Attenzione e rigore ho dovuto mostrare in tempi recenti, nell’esercizio delle mie funzioni, nei rapporti con i Capi di Stato della Francia e del Brasile, per trattamenti incomprensibilmente indulgenti riservati a terroristi condannati per fatti di sangue e da lungo tempo sottrattisi alla giustizia italiana. Ho dovuto farlo, tra l’altro, per difendere il prestigio del nostro sistema democratico che, in coerenza con i principi costituzionali, ha dato e dà tutte le garanzie dovute nell’amministrazione della giustizia e anche nella gestione delle sanzioni penali. Spero che la mia voce sia ascoltata, in spirito di amicizia perché non si può scambiare l’eversione, l’attacco criminale allo Stato e alle persone, per manifestazione di dissenso o contestazione politica. Per quelle scelte, per quei comportamenti, non c’è giustificazione o attenuante possibile : nemmeno per chi l’abbia nel passato cercata nel clima e nei fatti dello stragismo.

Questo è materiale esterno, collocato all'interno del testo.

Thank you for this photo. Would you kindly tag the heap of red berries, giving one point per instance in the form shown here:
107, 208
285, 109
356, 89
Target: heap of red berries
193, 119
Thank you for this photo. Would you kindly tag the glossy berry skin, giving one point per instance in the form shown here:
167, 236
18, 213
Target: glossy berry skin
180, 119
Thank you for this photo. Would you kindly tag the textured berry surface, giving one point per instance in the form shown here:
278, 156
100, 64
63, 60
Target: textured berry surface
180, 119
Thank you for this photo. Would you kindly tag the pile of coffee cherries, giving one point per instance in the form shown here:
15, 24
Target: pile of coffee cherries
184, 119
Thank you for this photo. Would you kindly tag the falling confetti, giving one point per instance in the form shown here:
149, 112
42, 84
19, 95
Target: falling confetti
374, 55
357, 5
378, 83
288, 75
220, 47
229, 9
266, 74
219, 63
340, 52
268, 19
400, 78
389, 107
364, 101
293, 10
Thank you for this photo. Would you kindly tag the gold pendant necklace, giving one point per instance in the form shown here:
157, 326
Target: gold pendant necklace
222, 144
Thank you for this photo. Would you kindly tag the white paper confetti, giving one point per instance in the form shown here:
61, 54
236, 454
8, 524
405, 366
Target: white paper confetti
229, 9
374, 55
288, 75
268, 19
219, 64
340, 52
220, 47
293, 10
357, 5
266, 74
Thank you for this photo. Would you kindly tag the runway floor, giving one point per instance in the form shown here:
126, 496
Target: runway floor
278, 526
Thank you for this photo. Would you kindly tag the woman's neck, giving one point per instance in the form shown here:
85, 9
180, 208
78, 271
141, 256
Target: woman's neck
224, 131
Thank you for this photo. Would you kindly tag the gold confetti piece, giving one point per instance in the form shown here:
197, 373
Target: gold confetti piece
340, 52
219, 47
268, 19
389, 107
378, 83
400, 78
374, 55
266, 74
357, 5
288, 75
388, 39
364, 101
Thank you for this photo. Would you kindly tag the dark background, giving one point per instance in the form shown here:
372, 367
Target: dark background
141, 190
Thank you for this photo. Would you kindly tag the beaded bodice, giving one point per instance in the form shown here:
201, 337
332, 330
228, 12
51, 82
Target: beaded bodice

Non verrò meno, comunque, ai miei doveri costituzionali in questo campo, certo di poter contare su un corrispondente impegno del governo, del Parlamento, di tutte le istituzioni democratiche, ed egualmente su uno stimolo e su un sostegno che vengano dal paese, da iniziative diffuse, da forme crescenti di consapevole partecipazione giovanile, di cui ci hanno dato una così bella testimonianza i ragazzi di “Sedie vuote” e il libro da loro composto.
Dobbiamo insomma aver cura che si rafforzino tutte le condizioni indispensabili per portare avanti, per portare a compimento un giusto sforzo di ricomposizione storica, nella chiarezza, e di rinnovata coesione umana, morale e civile della nazione.